Perlindungan terhadap korban pelecehan seksual nonfisik memberikan hak kepada korban untuk mengadukan tindakan tersebut kepada pihak yang berwenang sebagai delik aduan berdasarkan Pasal 7 ayat (1) Undang-Undang No. 12 Tahun 2022.

Pelaku kekerasan seksual yang mempunyai kekuasaan menganggap tindakan kekerasan seksual kepada pekerjanya adalah hal lumrah atau normal. Kebiasaan untuk menormalisasi permasalahan ini tampak dalam peristiwa pelecehan secara verbal dan perlakuan tidak senonoh yang dikemas dalam suatu candaan.
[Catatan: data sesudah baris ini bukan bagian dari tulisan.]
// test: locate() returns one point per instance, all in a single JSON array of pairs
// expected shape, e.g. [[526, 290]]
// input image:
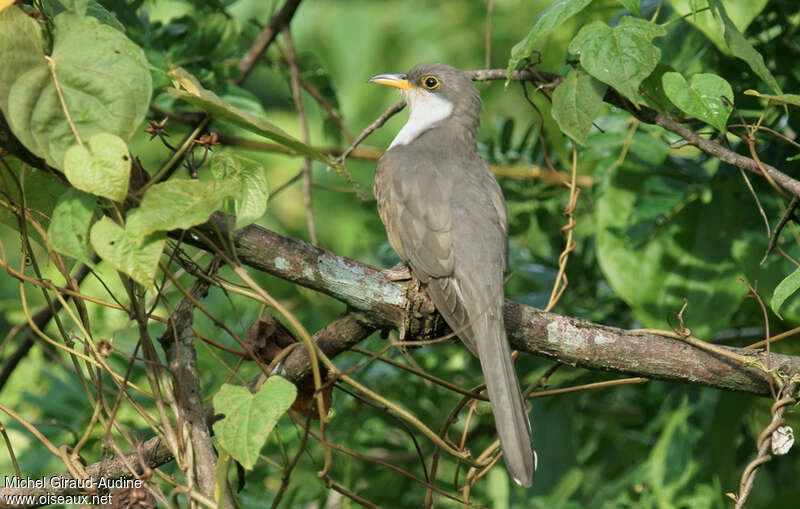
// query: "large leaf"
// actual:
[[69, 229], [550, 19], [41, 193], [702, 98], [251, 201], [689, 254], [191, 91], [179, 203], [622, 56], [101, 167], [103, 77], [576, 102], [126, 251], [742, 49], [249, 418], [21, 47]]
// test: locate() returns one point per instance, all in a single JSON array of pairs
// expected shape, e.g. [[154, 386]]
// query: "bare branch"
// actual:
[[381, 303]]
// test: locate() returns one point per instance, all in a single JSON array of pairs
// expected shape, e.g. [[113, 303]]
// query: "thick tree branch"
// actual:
[[380, 304]]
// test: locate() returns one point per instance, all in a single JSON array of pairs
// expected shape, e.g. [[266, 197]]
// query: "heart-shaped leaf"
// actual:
[[575, 104], [708, 97], [622, 56], [784, 290], [103, 79], [101, 167], [69, 228], [124, 251], [249, 418], [550, 19], [179, 203]]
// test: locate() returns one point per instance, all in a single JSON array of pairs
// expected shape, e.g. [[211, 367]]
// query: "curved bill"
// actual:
[[393, 80]]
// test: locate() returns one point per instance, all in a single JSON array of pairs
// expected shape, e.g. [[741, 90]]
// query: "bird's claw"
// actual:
[[400, 272]]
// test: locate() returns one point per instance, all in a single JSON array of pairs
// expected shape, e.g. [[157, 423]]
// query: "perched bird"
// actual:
[[445, 216]]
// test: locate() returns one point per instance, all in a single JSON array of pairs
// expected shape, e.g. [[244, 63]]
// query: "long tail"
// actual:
[[485, 336], [508, 407]]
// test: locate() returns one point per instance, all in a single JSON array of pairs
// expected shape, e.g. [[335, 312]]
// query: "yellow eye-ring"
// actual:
[[430, 82]]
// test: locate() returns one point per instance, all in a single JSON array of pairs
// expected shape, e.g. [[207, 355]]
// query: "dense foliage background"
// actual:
[[656, 221]]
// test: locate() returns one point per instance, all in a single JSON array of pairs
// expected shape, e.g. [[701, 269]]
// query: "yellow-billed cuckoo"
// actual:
[[446, 217]]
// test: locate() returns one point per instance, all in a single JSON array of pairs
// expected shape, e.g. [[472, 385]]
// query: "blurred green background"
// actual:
[[652, 445]]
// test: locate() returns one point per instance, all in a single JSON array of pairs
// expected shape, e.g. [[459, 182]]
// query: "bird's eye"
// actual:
[[430, 82]]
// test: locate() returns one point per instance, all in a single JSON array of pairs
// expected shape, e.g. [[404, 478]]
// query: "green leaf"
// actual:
[[550, 19], [210, 102], [249, 418], [576, 102], [102, 167], [702, 98], [633, 6], [784, 290], [700, 14], [251, 201], [179, 204], [41, 192], [744, 50], [221, 477], [21, 47], [90, 8], [105, 82], [791, 99], [126, 252], [69, 228], [622, 56]]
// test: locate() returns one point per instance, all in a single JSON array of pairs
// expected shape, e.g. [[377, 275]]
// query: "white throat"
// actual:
[[425, 110]]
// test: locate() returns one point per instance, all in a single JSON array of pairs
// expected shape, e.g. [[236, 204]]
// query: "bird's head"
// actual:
[[437, 90]]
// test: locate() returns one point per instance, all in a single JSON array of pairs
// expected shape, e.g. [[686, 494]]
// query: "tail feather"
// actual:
[[485, 336], [508, 406]]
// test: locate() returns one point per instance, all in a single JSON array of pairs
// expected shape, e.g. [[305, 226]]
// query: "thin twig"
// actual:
[[764, 443], [787, 216], [290, 56]]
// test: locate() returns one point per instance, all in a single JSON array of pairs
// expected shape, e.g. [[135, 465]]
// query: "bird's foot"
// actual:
[[400, 272]]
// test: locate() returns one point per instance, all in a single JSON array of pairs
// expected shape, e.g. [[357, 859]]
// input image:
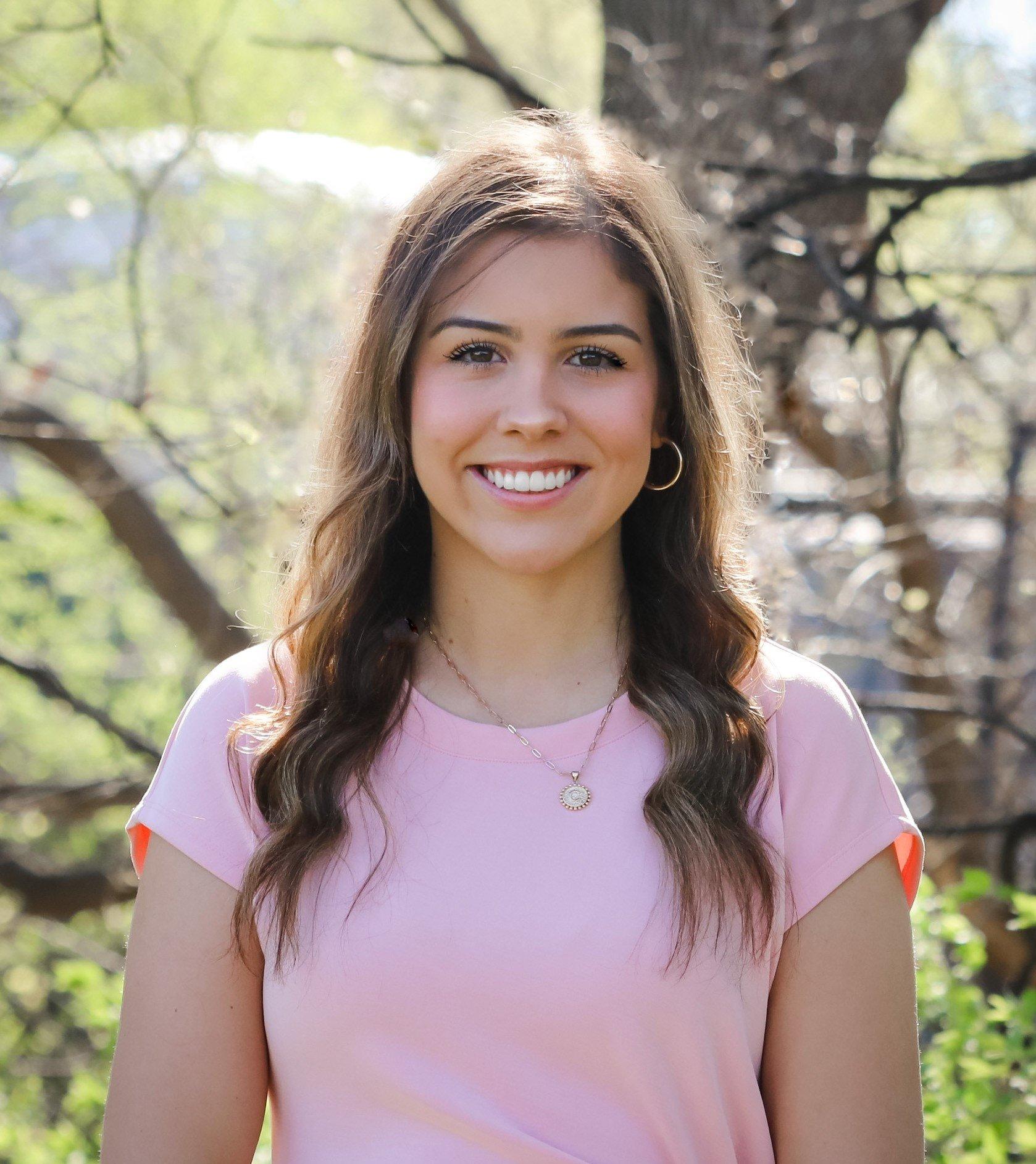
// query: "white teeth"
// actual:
[[522, 482]]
Secara aspek psikologis, fenomena ini dapat melukai martabat manusia karena menimbulkan rasa ketakutan dalam diri korban tanpa disadarinya. Tindakan korban untuk memilih diam merupakan suatu sikap ketakutan karena faktor kedudukan/posisi seorang pekerja sebagai bawahan menjadi terancam. Permasalahan ini hanya menjadi suatu peristiwa biasa yang menimbulkan kebiasaan dan merendahkan martabat kemanusiaan.

Menjaga moral dan martabat seseorang harus tetap dilakukan oleh seluruh pihak tak terkecuali oleh seorang atasan.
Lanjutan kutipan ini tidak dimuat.